For Dubois County, the milestone lands in a place where the Sisters of St. Benedict have been part of local life since 1867. The Monastery Immaculate Conception is home to one of the largest communities of Benedictine women in the United States, and local tourism materials say more than 1,000 women have entered the Ferdinand Benedictine community over the years. The order’s long presence has touched schools, parish life and care work across Ferdinand and the surrounding area.
Sister Karen, who is from Custar, Ohio, has built a ministry that has crossed borders and institutions. She holds a bachelor’s degree, a master’s degree and a certificate in Hispanic Pastoral Ministry. Her work has included missionary service in Coban, Guatemala; teaching business and religion at Washington Catholic High School and Marian Heights Academy; directing Hispanic ministry in Evansville; and serving as an administrative assistant at the Family Neighborhood Health Center. She currently serves as director of religious education for St. Patrick Parish in Indianapolis.
In a reflection on what drew her to the Ferdinand Benedictine community, Sister Karen said she was attracted by the Sisters’ warmth and hospitality and by the life of prayer, work and community they share. That rhythm remains central to the monastery’s public identity, alongside retreats, prayer events and other gatherings that keep the community visible in Dubois County faith life.
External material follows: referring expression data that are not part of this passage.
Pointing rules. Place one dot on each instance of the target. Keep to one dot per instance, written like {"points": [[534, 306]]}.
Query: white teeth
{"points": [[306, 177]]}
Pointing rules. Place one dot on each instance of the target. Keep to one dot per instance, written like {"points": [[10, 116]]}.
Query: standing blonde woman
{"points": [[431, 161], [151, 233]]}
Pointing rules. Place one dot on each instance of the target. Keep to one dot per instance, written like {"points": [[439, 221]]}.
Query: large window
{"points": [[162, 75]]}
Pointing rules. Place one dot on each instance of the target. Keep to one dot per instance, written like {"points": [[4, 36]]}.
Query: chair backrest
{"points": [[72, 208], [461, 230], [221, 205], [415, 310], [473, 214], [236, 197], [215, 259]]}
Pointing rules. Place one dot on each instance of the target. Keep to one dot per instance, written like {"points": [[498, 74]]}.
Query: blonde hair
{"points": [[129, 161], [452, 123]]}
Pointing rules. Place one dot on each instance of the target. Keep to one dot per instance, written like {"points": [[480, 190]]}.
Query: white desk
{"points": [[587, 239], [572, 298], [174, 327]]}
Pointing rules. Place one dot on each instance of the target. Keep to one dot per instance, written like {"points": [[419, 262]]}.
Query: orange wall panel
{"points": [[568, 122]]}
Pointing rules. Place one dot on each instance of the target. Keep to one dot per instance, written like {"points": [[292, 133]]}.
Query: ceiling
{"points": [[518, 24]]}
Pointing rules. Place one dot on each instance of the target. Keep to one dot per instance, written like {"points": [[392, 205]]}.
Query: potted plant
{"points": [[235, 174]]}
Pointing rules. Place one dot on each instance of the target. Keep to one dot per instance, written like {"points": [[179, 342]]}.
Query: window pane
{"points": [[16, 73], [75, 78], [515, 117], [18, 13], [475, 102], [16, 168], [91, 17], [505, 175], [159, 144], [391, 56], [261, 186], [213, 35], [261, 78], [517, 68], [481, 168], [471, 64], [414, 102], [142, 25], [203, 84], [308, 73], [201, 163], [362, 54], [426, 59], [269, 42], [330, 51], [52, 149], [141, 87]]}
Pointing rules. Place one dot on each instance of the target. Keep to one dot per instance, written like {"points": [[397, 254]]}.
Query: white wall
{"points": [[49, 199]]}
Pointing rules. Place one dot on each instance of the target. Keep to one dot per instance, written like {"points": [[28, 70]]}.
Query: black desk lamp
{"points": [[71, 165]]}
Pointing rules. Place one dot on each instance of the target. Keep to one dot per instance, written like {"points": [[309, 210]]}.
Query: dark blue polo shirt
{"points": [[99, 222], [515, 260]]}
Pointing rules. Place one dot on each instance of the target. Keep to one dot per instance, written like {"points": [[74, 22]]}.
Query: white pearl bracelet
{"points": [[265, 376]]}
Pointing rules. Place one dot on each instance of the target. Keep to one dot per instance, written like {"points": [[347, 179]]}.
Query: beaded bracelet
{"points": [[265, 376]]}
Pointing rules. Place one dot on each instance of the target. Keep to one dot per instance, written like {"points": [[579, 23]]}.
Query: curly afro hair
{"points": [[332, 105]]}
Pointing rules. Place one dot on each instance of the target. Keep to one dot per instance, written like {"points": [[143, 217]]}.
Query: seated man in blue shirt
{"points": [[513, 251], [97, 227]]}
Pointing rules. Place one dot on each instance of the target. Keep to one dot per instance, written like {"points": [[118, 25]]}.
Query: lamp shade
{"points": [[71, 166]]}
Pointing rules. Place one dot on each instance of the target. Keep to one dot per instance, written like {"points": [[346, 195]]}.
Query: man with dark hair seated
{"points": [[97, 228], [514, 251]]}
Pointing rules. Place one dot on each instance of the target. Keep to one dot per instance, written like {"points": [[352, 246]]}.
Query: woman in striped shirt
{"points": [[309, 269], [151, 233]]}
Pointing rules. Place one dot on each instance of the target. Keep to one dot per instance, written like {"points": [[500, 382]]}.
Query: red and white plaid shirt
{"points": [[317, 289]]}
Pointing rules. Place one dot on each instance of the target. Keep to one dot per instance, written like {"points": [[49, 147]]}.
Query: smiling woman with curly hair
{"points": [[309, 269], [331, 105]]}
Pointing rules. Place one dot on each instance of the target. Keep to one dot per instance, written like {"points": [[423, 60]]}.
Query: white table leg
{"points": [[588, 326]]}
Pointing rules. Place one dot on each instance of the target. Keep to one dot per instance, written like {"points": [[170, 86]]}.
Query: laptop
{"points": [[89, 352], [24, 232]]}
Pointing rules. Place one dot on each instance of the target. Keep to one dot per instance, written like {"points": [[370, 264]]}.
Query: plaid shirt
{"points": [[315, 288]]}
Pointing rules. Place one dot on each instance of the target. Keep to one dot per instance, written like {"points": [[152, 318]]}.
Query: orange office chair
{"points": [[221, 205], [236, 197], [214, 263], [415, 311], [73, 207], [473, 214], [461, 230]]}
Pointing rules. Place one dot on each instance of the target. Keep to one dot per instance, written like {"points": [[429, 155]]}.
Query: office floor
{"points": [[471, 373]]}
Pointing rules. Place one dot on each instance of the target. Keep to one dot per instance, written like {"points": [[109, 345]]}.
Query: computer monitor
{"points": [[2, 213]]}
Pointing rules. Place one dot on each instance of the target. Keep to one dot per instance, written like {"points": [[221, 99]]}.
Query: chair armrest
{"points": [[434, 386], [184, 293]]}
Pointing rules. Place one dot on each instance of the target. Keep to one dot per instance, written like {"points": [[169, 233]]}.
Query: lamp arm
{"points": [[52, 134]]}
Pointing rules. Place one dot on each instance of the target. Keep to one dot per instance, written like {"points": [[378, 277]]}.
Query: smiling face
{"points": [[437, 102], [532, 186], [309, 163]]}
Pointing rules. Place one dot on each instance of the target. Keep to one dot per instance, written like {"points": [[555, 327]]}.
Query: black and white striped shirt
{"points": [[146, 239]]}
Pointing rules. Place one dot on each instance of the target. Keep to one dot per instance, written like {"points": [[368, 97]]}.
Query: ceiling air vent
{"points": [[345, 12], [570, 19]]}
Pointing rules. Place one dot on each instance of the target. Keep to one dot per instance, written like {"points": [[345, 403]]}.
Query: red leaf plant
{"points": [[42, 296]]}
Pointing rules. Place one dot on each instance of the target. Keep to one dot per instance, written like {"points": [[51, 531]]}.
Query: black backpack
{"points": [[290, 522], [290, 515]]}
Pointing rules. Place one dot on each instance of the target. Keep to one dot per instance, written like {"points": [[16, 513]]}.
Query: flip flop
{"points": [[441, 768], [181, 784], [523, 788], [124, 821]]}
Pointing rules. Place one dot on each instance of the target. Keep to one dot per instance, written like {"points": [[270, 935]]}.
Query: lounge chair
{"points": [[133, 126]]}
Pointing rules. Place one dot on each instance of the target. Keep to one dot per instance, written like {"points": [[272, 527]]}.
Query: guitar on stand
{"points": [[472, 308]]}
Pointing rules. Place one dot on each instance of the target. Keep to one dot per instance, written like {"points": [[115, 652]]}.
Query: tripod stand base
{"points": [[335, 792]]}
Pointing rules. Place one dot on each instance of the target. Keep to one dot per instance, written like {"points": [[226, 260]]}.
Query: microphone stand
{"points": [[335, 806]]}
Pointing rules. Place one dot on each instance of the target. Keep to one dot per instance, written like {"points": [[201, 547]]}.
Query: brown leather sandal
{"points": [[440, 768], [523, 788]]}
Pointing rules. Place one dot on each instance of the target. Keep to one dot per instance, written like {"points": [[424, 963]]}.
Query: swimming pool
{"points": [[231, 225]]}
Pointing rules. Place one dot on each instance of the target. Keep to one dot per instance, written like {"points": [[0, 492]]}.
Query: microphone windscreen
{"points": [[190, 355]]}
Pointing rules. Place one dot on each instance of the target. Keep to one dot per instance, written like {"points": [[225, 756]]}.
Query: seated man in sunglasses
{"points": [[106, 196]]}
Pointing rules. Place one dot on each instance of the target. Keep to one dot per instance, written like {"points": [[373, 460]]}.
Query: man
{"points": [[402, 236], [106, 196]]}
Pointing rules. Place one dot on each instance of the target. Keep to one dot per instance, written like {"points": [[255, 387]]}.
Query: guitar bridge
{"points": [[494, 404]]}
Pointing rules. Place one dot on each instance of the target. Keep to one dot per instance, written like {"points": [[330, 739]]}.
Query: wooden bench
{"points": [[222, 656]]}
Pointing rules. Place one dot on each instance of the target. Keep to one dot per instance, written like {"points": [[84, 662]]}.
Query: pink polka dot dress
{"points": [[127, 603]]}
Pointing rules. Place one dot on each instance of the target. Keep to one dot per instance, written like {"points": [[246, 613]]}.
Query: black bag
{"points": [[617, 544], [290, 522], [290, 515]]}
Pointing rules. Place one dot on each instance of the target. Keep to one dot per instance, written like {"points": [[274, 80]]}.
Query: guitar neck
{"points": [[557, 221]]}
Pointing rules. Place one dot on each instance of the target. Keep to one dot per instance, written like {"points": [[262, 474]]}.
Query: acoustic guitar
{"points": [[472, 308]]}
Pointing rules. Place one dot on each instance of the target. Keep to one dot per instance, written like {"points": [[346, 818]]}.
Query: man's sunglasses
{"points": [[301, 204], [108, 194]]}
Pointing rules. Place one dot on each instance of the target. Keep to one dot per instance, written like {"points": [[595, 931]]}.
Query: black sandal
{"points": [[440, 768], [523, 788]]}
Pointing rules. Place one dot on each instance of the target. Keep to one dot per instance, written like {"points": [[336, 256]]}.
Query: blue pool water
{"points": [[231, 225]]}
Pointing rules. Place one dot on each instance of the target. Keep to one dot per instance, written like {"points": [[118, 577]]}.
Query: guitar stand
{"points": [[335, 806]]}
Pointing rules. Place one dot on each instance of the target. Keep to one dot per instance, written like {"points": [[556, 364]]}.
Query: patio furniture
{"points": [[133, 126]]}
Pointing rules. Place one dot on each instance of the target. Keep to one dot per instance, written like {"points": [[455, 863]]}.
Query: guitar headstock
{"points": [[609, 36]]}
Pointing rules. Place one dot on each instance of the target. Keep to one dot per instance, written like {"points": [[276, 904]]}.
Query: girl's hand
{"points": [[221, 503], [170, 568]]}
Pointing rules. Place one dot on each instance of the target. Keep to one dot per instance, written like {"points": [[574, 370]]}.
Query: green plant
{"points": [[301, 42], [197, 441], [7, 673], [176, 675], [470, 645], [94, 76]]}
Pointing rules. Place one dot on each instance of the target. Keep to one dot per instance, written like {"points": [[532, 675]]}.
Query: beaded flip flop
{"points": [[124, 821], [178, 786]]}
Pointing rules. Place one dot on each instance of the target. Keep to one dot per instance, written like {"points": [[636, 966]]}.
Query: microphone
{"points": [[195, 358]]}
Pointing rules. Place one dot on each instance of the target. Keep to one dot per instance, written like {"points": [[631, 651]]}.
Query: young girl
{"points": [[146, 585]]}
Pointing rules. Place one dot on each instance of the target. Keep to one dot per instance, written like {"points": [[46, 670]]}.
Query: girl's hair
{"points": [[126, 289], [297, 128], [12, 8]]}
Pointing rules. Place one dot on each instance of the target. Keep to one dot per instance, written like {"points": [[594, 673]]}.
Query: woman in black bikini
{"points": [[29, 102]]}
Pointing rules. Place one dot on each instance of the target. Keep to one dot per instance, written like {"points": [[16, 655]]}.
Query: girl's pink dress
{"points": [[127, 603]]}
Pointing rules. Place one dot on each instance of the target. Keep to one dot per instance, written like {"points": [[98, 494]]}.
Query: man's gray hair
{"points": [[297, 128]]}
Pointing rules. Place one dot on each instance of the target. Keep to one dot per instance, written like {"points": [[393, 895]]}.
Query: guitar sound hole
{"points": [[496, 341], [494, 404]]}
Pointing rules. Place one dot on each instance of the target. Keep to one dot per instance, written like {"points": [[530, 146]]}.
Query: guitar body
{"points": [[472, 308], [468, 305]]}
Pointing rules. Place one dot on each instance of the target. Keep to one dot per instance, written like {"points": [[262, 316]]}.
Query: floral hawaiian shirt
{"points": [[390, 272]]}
Golden Jubilees remain a standard marker in Benedictine and Catholic communities. The Adrian Dominican Sisters’ 2026 jubilee class included one Golden, or 50-year, jubilarian, underscoring how these anniversaries are still treated as major communal celebrations, not private commemorations. In Ferdinand, Sister Karen’s jubilee will place her long service in the same continuing line that began when four young Benedictine sisters arrived to teach local children in 1867.